Шрифт:
Интервал:
Закладка:
Филипп произнес что-то невнятное.
– Ура! – гикнул Картер. – И я стану шафером на вашей свадьбе. И еще передай, что я пригляжу за ее хахалем, не дам ему гоняться за юбками.
– Значит, придется потрудиться, – буркнул Филипп. В нем закипал гнев при мысли, что именно на него пал выбор донести слова Кинрэйда до Сильвии.
– Заканчивайте лясы точить, пора трогать, – подал голос вербовщик, который больше остальных пострадал от Кинрэйда. До сей минуты он молча сидел в сторонке.
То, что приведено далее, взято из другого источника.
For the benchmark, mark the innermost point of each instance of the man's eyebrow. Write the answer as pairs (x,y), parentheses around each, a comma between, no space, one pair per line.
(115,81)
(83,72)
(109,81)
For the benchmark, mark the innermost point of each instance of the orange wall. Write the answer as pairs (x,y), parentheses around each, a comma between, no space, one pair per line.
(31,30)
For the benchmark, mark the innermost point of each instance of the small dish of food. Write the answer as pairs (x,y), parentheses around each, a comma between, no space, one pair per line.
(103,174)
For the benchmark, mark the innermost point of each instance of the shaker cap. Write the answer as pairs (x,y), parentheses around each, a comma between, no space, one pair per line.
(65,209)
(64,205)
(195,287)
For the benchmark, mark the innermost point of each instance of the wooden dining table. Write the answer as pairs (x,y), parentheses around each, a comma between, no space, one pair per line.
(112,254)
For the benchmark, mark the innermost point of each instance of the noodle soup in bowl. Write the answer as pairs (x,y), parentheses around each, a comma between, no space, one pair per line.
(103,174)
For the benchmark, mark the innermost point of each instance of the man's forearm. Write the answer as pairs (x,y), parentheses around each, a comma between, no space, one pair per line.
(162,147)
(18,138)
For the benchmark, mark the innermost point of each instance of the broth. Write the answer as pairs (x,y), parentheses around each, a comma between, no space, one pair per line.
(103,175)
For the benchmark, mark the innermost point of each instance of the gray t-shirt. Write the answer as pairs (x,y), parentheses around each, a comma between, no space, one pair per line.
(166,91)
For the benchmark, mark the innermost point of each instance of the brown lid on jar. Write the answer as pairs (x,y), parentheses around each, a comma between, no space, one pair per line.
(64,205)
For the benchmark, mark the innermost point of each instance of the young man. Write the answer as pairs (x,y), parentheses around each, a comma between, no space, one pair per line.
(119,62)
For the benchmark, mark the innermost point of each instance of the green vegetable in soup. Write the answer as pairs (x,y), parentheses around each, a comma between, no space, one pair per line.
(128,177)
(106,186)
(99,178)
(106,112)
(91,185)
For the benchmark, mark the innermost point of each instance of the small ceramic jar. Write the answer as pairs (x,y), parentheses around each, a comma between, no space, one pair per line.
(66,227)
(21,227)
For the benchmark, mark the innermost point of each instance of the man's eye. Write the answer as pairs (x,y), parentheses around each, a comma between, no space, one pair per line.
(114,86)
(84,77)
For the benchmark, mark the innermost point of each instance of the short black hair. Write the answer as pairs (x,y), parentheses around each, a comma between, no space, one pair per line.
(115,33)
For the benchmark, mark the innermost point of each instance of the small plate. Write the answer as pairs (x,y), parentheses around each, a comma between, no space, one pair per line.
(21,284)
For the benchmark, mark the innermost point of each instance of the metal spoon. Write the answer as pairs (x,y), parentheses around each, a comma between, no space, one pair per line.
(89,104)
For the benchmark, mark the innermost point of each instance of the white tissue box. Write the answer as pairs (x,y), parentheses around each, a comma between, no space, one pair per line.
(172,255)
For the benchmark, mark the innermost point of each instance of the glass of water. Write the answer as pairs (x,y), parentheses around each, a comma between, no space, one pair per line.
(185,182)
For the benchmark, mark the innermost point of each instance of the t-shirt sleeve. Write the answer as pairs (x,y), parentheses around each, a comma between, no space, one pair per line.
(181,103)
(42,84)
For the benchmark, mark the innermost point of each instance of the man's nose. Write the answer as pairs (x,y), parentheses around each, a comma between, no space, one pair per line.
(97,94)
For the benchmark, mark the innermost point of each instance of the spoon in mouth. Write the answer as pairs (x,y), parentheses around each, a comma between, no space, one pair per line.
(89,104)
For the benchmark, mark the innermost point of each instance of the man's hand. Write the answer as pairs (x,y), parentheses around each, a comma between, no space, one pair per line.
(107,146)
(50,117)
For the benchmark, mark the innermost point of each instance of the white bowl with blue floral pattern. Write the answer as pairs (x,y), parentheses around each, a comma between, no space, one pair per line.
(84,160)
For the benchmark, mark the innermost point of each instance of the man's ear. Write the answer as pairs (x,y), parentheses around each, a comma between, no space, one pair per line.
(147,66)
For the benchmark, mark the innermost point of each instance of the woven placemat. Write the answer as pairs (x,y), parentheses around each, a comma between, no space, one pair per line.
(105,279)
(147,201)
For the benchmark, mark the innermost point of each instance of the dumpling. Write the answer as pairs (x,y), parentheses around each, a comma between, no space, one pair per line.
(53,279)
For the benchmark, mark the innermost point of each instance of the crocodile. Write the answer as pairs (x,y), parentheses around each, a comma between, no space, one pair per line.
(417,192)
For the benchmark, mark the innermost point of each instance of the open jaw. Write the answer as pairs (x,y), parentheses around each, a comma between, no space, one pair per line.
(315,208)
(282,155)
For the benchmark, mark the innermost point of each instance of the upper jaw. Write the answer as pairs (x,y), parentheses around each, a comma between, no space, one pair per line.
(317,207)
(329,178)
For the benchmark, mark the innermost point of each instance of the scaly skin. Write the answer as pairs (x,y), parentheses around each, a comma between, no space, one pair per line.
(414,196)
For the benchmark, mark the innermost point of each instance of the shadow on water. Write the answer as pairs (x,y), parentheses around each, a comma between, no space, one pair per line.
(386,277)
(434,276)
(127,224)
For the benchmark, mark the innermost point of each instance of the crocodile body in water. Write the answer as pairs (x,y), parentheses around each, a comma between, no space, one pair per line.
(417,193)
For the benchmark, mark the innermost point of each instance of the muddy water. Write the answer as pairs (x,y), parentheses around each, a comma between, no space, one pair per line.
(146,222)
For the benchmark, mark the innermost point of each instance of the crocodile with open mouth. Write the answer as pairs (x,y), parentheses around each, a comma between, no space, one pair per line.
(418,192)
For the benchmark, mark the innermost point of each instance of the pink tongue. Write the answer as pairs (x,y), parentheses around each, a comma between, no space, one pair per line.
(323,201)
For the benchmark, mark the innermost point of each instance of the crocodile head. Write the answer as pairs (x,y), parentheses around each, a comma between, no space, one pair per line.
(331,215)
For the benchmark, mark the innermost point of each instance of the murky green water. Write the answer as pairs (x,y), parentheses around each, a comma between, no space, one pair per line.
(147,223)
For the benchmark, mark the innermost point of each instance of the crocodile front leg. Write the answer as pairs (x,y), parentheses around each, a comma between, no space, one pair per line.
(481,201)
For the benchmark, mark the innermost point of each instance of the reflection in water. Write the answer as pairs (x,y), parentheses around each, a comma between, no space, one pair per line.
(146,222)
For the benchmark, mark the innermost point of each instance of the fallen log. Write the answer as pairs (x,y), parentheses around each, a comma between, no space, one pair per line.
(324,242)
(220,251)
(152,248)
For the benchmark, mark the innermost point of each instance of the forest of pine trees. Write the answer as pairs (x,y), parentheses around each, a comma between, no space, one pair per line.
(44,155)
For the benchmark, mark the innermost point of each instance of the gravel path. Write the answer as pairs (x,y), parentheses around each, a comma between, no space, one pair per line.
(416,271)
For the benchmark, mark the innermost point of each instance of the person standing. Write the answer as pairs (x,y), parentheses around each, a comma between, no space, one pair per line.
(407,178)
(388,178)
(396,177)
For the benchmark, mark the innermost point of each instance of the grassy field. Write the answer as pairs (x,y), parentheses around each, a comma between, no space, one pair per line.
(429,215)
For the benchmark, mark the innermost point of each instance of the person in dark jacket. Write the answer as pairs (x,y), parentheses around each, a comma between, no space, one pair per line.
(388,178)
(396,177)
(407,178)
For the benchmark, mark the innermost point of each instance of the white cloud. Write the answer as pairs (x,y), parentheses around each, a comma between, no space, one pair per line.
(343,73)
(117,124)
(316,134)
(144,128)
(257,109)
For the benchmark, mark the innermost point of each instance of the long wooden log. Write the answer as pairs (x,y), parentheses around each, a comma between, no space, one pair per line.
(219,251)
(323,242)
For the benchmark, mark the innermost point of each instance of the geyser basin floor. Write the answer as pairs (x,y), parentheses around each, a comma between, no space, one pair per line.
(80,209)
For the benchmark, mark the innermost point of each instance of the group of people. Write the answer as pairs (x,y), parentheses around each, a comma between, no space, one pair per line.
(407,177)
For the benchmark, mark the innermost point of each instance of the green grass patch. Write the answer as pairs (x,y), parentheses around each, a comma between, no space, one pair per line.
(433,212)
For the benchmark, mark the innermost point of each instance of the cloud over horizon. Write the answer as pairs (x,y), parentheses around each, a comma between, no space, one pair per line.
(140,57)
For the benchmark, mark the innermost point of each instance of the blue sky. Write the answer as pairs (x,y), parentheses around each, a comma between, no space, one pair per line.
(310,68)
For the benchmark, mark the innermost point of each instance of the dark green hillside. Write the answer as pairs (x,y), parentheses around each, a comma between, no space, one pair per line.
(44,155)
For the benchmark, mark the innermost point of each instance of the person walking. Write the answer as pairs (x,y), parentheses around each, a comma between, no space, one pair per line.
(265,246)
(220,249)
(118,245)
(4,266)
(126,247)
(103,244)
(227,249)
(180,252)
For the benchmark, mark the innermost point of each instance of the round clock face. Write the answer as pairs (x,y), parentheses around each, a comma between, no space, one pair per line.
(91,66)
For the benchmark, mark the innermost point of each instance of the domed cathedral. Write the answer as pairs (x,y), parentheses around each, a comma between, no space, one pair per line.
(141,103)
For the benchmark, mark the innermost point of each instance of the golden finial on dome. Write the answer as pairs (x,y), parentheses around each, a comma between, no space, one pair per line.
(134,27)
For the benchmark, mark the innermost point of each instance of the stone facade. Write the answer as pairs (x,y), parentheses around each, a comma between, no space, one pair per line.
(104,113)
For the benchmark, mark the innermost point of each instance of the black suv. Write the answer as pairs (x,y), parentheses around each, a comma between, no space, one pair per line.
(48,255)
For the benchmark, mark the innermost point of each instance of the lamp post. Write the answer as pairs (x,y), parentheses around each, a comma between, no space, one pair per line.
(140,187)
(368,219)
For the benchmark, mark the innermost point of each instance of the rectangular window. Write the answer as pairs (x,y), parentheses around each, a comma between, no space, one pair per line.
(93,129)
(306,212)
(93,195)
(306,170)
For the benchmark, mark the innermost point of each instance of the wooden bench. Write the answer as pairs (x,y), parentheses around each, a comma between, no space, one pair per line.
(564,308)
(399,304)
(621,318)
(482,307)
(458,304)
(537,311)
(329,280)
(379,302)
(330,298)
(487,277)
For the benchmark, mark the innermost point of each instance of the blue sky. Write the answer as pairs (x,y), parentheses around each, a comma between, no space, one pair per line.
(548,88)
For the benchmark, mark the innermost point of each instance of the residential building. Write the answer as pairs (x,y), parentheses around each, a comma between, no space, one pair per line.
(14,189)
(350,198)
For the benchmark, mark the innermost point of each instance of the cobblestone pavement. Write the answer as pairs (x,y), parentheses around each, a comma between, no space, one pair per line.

Филипп повернулся и пошел прочь. Кинрэйд приподнялся и крикнул ему вслед:
– Хепберн, Хепберн! Передай ей…
Последних его слов Филипп не расслышал: они потонули в ритмичном плеске воды, загребаемой веслами, и свисте ветра, гуляющего по балке, к которому примешивался более близкий шум крови в ушах, прилившей к его голове. Он сознавал, что откликнулся на мольбу Кинрэйда, пообещав передать от него весточку Сильвии, – откликнулся в тот самый момент, когда Картер вызвал у него новую вспышку гнева, предположив, что гарпунщик будет «гоняться за юбками», – ибо на какое-то мгновение он был потрясен столь быстрой переменой в судьбе Кинрэйда: за каких-то пару часов Кинрэйд из счастливчика превратился в изгнанника, ведь в ту пору силой завербованный моряк мог годами томиться на какой-нибудь чужеземной военно-морской базе, вдали от дорогих его сердцу людей, которые все это время даже не знали о постигших его жестоких испытаниях.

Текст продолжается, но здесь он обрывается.